Nach wie vor fehlen auch die finanziellen Mittel für ein nationales Biodiversitäts-Forschungsprogramm. „Bis auf einzelne Projekte im Hochschulbereich, die durch die Hochschulen selbst initiiert werden konnten, vermissen wir immer noch das Bekenntnis zur Biodiversität in allen Lehrplänen von Pflicht- und höheren Schulen sowie Fachhochschulen. Meist lesen wir darin über Bioökonomie (Verzicht auf fossile Ressourcen) in Zusammenhang mit Wirtschaft und Wachstum“, betont Andreas Tribsch, Evolutionsbiologe an der Paris-Lodron Universität Salzburg. Der Biodiversitätsrat vermisst auch weiterhin die Einrichtung wissenschaftlicher Dienste im Nationalrat oder die Etablierung eines Umweltrates nach deutschem Vorbild.

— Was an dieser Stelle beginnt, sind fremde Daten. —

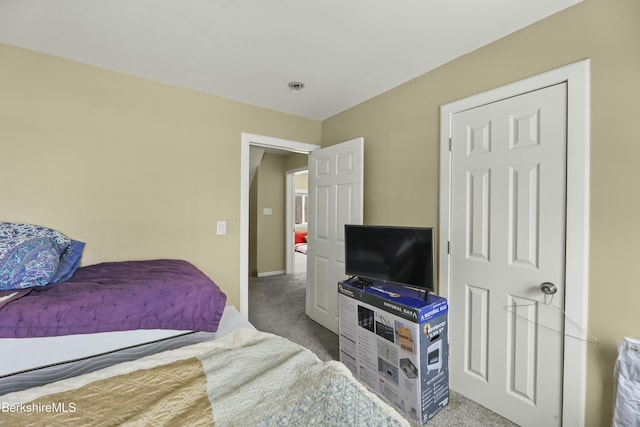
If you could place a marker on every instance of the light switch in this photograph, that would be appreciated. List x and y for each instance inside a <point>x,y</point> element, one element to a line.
<point>221,228</point>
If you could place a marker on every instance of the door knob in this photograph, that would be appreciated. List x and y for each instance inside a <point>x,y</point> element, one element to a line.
<point>548,288</point>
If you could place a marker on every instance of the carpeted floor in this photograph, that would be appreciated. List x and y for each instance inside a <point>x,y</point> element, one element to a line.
<point>277,305</point>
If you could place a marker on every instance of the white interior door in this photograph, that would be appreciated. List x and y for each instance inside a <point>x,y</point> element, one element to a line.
<point>335,199</point>
<point>507,236</point>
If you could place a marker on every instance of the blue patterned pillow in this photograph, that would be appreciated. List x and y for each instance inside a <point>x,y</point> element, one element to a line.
<point>31,255</point>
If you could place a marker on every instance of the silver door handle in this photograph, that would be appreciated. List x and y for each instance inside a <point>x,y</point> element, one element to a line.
<point>548,288</point>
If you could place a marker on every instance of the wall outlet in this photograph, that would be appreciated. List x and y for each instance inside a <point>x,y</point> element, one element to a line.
<point>221,228</point>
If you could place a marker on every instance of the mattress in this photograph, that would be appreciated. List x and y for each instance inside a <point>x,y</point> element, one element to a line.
<point>29,362</point>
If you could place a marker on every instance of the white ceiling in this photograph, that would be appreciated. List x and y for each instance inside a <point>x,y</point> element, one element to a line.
<point>344,51</point>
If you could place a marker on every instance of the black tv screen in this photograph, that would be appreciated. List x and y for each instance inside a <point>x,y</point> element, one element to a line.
<point>400,255</point>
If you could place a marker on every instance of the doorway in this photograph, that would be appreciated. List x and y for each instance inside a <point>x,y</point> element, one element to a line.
<point>248,140</point>
<point>297,220</point>
<point>574,319</point>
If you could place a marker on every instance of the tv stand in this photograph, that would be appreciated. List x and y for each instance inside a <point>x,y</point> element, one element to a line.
<point>360,282</point>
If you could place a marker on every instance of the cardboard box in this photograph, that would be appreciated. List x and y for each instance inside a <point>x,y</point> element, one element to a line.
<point>396,343</point>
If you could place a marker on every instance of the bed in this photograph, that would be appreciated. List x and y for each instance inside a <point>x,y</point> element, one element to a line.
<point>159,347</point>
<point>58,319</point>
<point>300,242</point>
<point>247,378</point>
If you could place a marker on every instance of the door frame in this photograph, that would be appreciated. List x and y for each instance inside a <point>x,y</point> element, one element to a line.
<point>577,77</point>
<point>289,219</point>
<point>246,140</point>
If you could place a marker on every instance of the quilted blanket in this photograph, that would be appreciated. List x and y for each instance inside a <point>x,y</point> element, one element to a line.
<point>248,378</point>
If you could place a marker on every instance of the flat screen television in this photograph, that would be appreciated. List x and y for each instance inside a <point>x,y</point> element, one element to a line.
<point>399,255</point>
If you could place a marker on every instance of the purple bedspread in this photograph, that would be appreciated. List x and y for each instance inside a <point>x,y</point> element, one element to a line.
<point>118,296</point>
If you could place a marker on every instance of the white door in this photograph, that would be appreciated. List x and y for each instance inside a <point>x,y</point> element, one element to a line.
<point>507,236</point>
<point>335,199</point>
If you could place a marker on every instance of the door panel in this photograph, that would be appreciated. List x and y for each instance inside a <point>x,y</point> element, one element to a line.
<point>335,199</point>
<point>508,180</point>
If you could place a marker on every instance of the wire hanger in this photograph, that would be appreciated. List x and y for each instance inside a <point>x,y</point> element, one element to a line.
<point>548,299</point>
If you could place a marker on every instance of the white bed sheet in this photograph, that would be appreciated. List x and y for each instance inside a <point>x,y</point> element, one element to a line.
<point>24,354</point>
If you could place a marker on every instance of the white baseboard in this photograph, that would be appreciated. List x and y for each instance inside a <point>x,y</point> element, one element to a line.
<point>271,273</point>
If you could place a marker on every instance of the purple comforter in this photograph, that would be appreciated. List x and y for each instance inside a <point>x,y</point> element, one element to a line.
<point>118,296</point>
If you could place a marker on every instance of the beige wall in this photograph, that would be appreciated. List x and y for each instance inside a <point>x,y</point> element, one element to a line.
<point>134,168</point>
<point>401,131</point>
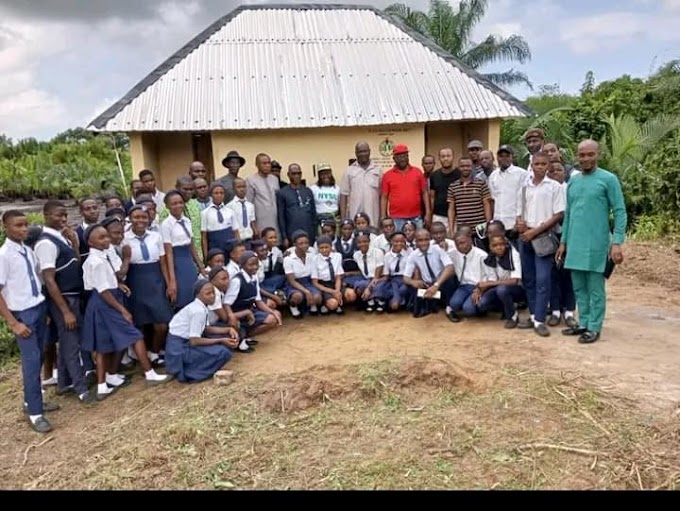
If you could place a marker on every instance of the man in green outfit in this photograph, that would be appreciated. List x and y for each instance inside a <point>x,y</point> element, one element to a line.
<point>587,239</point>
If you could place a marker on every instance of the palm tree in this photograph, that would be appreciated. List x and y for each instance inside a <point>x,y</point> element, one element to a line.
<point>452,31</point>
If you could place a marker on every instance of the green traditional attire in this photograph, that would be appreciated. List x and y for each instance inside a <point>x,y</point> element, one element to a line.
<point>587,236</point>
<point>192,210</point>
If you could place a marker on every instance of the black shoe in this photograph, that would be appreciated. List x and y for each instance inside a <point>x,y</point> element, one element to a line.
<point>578,330</point>
<point>525,324</point>
<point>542,330</point>
<point>453,317</point>
<point>88,398</point>
<point>65,391</point>
<point>47,407</point>
<point>589,337</point>
<point>41,425</point>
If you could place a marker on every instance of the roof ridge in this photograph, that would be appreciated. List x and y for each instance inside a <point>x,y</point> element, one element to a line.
<point>100,121</point>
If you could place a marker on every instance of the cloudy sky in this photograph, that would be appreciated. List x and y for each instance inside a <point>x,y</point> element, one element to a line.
<point>62,62</point>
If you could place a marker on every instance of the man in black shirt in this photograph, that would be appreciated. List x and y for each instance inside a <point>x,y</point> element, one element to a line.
<point>440,180</point>
<point>296,208</point>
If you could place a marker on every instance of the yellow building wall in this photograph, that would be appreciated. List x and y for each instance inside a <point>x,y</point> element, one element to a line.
<point>440,135</point>
<point>310,146</point>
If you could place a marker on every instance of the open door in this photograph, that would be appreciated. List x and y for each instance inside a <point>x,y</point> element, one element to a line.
<point>202,149</point>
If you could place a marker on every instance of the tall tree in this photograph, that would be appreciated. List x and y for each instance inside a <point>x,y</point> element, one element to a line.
<point>452,30</point>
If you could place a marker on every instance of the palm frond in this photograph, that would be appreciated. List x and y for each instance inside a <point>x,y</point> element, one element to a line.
<point>509,78</point>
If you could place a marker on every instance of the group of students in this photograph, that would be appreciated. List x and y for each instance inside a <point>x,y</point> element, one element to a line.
<point>129,289</point>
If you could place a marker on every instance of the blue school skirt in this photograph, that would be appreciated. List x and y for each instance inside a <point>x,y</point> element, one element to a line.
<point>193,363</point>
<point>221,239</point>
<point>104,328</point>
<point>185,275</point>
<point>306,282</point>
<point>273,283</point>
<point>148,303</point>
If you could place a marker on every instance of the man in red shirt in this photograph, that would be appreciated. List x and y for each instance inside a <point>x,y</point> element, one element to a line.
<point>404,192</point>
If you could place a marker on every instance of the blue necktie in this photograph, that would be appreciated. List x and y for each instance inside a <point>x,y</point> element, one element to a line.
<point>186,231</point>
<point>142,246</point>
<point>31,276</point>
<point>244,212</point>
<point>220,216</point>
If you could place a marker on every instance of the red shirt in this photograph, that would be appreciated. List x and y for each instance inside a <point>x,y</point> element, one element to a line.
<point>404,189</point>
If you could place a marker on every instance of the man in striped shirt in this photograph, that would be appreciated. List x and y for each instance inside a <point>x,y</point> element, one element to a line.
<point>469,200</point>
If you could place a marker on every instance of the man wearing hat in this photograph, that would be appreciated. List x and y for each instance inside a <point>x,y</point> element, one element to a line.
<point>233,163</point>
<point>504,184</point>
<point>534,140</point>
<point>404,192</point>
<point>276,172</point>
<point>475,147</point>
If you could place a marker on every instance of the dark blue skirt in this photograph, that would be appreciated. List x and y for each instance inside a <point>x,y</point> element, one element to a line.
<point>221,239</point>
<point>105,329</point>
<point>148,303</point>
<point>193,363</point>
<point>185,275</point>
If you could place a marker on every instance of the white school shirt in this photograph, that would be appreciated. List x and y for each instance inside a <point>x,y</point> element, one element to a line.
<point>235,286</point>
<point>171,231</point>
<point>542,201</point>
<point>153,242</point>
<point>293,264</point>
<point>210,222</point>
<point>232,268</point>
<point>98,273</point>
<point>245,231</point>
<point>15,285</point>
<point>503,186</point>
<point>276,257</point>
<point>321,270</point>
<point>326,199</point>
<point>375,258</point>
<point>498,273</point>
<point>469,267</point>
<point>46,252</point>
<point>190,322</point>
<point>390,264</point>
<point>159,199</point>
<point>382,243</point>
<point>438,261</point>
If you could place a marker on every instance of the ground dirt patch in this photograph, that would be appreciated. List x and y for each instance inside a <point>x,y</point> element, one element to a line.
<point>389,402</point>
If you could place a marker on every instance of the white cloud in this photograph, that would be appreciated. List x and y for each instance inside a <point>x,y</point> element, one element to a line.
<point>609,31</point>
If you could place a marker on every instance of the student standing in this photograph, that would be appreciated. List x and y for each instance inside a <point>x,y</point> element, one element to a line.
<point>244,213</point>
<point>190,355</point>
<point>541,207</point>
<point>149,280</point>
<point>217,222</point>
<point>23,306</point>
<point>184,264</point>
<point>429,269</point>
<point>57,251</point>
<point>587,241</point>
<point>108,325</point>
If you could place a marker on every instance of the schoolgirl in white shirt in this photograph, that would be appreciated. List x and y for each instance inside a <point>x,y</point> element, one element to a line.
<point>327,276</point>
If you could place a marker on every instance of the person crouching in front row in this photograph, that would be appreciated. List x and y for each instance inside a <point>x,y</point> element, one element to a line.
<point>429,271</point>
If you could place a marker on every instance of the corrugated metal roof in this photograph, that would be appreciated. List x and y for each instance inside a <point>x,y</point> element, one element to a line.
<point>267,67</point>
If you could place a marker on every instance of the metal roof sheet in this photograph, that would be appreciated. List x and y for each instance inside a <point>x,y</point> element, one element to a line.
<point>302,66</point>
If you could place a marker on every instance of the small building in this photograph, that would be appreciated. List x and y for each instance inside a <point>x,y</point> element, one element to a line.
<point>304,83</point>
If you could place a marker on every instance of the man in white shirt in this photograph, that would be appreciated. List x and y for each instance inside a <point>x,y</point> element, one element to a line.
<point>504,184</point>
<point>541,207</point>
<point>468,262</point>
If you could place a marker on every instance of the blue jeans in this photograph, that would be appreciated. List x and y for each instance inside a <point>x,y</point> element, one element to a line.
<point>462,300</point>
<point>537,278</point>
<point>31,349</point>
<point>399,223</point>
<point>502,298</point>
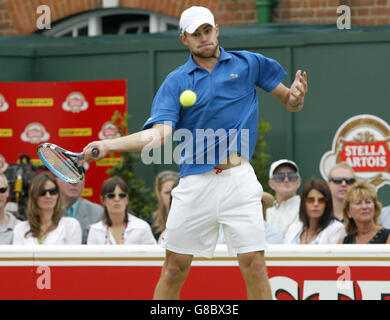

Verbesserungen in der Umsetzung von biodiversitätsfördernden Maßnahmen in der Landnutzung wurden nur sehr zögerlich in Angriff genommen. „Für die kommende Programmperiode des Österreichischen Agrar-Umweltprogramms (ÖPUL) wurden sieben Prozent Ausstattung mit Landschaftselementen geplant, dennoch bleibt abzuwarten, wie die endgültige Umsetzung erfolgt“, gibt sich Franz Essl nach wie vor skeptisch. Der längst bekannte hohe Flächenverbrauch in Österreich lag auch 2021 wieder bei täglich 11,5 ha. Im neuen österreichischen Raumentwicklungskonzept vom Oktober 2021 wurde der maximale Bodenverbrauch mit 2,5 ha täglich bis 2030 verankert. „Es gibt Anlass zur Hoffnung. Wir unterstützen diese Vorhaben sehr und möchten die Verantwortlichen dazu motivieren, rasch in die Umsetzung zu kommen“, so Franz Essl.